Space travel: Nex-gen fusion drive concept unveiled in bid to search for alien life
Fusion is the holy grail of power generation, as it is capable of creating almost infinite amounts of clean energy. Although it has long remained elusive, scientists believe fusion could one day unlock mankind’s dream of scouring the Universe in the search alien life, with craft powered by space drives. However, the persistent obstacle is how it requires considerably more energy to create the fusion reactions than it produces.
Yet undeterred by fusion energy’s current unavailability, such a concept drive is already in development at Princeton’s Plasma Physics Laboratory (PPPL).
Engineers are currently working on the second iteration of what they have dubbed the Direct Fusion Drive (DFD), known as the Princeton field reversed configuration-2 (PFRC-2).
Developers hope to one day launch their drive into space for testing, and they are increasingly confident a descendent of this cutting-edge system will one day power exploration throughout the Solar System.
Although still highly theoretical, a fully-operational engine boasts numerous advantages of aneutronic fusion, primarily an impressively high power-to-weight ratio.
Direct fusion drive is mainly fuelled by deuterium and a helium-3 isotopes.
With even the smallest of this potent mix, DFD can easily outperform the chemical or electric propulsion methods currently in use.
The specific impulse of the system, measuring how effectively an engine uses fuel, is comparable to electrical engines, considered to be the most efficient available at this time.

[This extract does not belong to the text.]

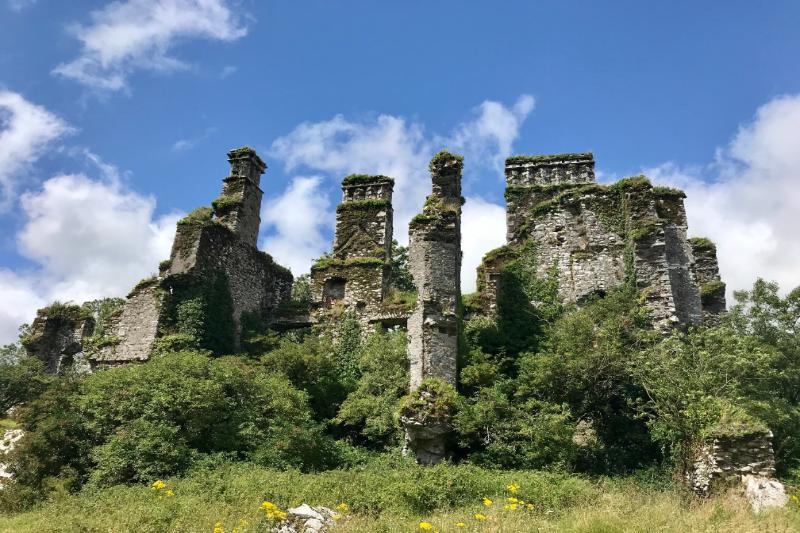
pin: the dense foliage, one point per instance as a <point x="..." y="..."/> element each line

In addition, the DFD engine would provide 4-5 Newtons of thrust (approximately 1 pound of thrust) in low power mode.
To put this into context, this is only slightly less than what a chemical rocket would output over long stretches.
The DFD, therefore, combines the excellent specific impulse of electric propulsion systems with the superb thrust of chemical rockets, making this the best of both systems.

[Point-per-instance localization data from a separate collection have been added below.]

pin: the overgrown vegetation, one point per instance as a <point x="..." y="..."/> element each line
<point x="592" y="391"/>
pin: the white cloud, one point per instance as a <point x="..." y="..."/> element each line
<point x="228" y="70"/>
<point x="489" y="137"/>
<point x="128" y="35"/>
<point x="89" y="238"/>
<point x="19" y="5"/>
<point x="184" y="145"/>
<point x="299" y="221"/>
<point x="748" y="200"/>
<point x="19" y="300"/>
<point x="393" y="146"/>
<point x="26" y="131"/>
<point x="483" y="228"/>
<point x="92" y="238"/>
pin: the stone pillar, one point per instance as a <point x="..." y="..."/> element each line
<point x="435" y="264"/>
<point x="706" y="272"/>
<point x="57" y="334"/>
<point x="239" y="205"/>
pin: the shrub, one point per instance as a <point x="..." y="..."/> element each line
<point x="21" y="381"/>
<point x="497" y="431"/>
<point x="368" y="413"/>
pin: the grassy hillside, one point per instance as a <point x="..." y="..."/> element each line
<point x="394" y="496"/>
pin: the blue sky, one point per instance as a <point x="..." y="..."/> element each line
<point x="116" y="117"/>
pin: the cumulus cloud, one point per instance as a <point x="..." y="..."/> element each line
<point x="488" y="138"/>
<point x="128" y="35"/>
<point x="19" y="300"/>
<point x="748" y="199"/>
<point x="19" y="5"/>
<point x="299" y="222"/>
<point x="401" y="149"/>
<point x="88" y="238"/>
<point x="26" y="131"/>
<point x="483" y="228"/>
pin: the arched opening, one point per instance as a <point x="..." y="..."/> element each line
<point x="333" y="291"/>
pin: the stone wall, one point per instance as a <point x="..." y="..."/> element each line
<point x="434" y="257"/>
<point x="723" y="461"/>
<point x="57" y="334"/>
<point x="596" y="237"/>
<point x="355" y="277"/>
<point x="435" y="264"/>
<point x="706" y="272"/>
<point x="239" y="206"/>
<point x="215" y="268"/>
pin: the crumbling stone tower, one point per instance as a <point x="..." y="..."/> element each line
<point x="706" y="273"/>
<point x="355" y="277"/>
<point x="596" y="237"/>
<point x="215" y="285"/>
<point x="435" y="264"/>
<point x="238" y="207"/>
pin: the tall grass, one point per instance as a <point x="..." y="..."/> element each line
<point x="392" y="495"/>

Should these superb specifications ever result in a real drive, the papers’ authors have already picked where their still-theoretical spacecraft should travel to first.
Ringed planet Saturn’s biggest moon Titan has been selected as it remains relatively distant while also extremely interesting.
This is due to Titan’s liquid oceans and potentially abundant organic molecules.
An Italian team collaborated with the DFD’s developers and were granted access to PPPL performance data from the test engine.
This resulted in two different potential paths: one where constant thrust was only applied at the beginning and the end of the journey, and another where the thrust was constant for the journey’s duration.
Both options would require switching the thrust’s direction in order to slow such a craft to allow it to enter into the Saturnian system.
Experts estimate providing a constant thrust would mean the journey a little less than two years.
The other option would result in a journey with a duration of 2.6 years, if the spacecraft was significantly larger than NASA legendary Cassini.
Neither of those paths would require any gravity assists, which probes travelling to such outer worlds have so far relied on.